– Ну, с вороны так с вороны, – согласилась я. – Но потом все равно перейдем к людям. Это же у нас не зоопарк!
Хотите душераздирающей романтики? Конечно, хотите, кто ж ее не хочет…
Я бы и сама не узнала, но мне рассказала Наталья.
Тарас, как мы и договорились, изучал людей. И рисовал, конечно.
У окна, прямо напротив их окон (напоминаю, это петербургский двор-колодец), часто сидела девушка с печальным лицом. Он, естественно, нарисовал ее портрет: окно, она, банка соленых огурцов и чахлый цветок алоэ. Наталья расплакалась и сказала: «Это потрясающе. Ты должен подарить этот портрет ей». Тарас, как всегда, промолчал.
А потом однажды Наталья увидела его во дворе. Он вез инвалидную коляску, а в коляске сидела девушка из окна и прижимала к себе деревянный складной мольберт.
– Я умру, если ты не скажешь, – сказала ему вечером мать.
– Ее зовут Вера, она живет в 47 квартире, ей двадцать лет, – тоном работника отдела кадров отчитался Тарас. – Она не может ходить. Она тоже любит рисовать. Я отвез ее в лавру. Она там сделала эскизы… Да. Вере очень понравился ее портрет. Она передает тебе спасибо за то, что ты меня надоумила подарить его ей.
Я вытащила из-под бумажек давний рисунок Тараса и ткнула пальцем в ван-гоговские завитки небесно-космических вихрей.
– Я эмбриолог в прошлом, – сказала я Наталье. – А иначе бы нипочем не догадалась. Смотрите сюда: вот здесь, внутри завитков, кто это?
– Младенчики в утробе! – ахнула, приглядевшись, Наталья и прижала ладони к щекам. – Что ж это?..
– Не знаю. Может быть, братья и сестры, о которых он всегда мечтал, как и вы, Наталья?
– Я подумаю, – помолчав, сказала женщина. – С Тарасом в последнее время стало легче.
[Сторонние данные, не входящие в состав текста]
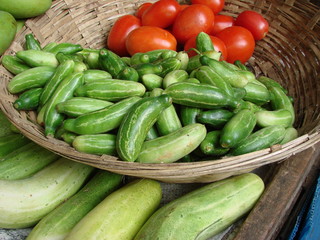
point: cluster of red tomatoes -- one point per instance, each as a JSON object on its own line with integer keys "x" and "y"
{"x": 166, "y": 24}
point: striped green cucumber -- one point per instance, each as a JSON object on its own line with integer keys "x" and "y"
{"x": 280, "y": 117}
{"x": 110, "y": 89}
{"x": 28, "y": 200}
{"x": 98, "y": 144}
{"x": 13, "y": 64}
{"x": 239, "y": 127}
{"x": 168, "y": 121}
{"x": 211, "y": 144}
{"x": 95, "y": 74}
{"x": 64, "y": 91}
{"x": 206, "y": 74}
{"x": 216, "y": 118}
{"x": 174, "y": 76}
{"x": 200, "y": 95}
{"x": 38, "y": 58}
{"x": 204, "y": 212}
{"x": 173, "y": 146}
{"x": 77, "y": 106}
{"x": 111, "y": 62}
{"x": 101, "y": 121}
{"x": 28, "y": 100}
{"x": 260, "y": 139}
{"x": 11, "y": 142}
{"x": 256, "y": 94}
{"x": 136, "y": 124}
{"x": 59, "y": 223}
{"x": 279, "y": 100}
{"x": 31, "y": 78}
{"x": 132, "y": 204}
{"x": 25, "y": 161}
{"x": 62, "y": 71}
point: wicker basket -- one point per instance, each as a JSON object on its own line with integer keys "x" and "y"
{"x": 289, "y": 54}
И, в конце концов, по нынешним временам не так уж и поздно…
«Иакова я возлюбил»
Девочка была низенькая, полная, коротконогая, с прямыми темными волосами, открытым, но низким лбом и маленькими красноватыми глазками, которые ее недоброжелатель непременно сравнил бы со свинячьими. Улыбка у нее была добрая, но зубы явно плохие.
– У меня есть сестра, старше меня на два с половиной года, – сказала моя посетительница, представившаяся Машей. – Ее зовут Таня. Вот ее фотография.
Уже почти обо всем догадавшись, я хотела было отказаться от фотографии Тани, пробормотав что-то вроде: ко мне пришла ты, давай о тебе и поговорим, что мне до Тани… – но Маша буквально всунула ее мне в руки.
Я, естественно, посмотрела. И вопросов у меня практически не осталось – Таня оказалась высокой стройной красавицей с огромными фиалковыми глазами и пепельными локонами. Бедная Маша… Но, может быть, эта Таня все-таки глупа? (Должна же быть в мире хоть какая-то справедливость!..)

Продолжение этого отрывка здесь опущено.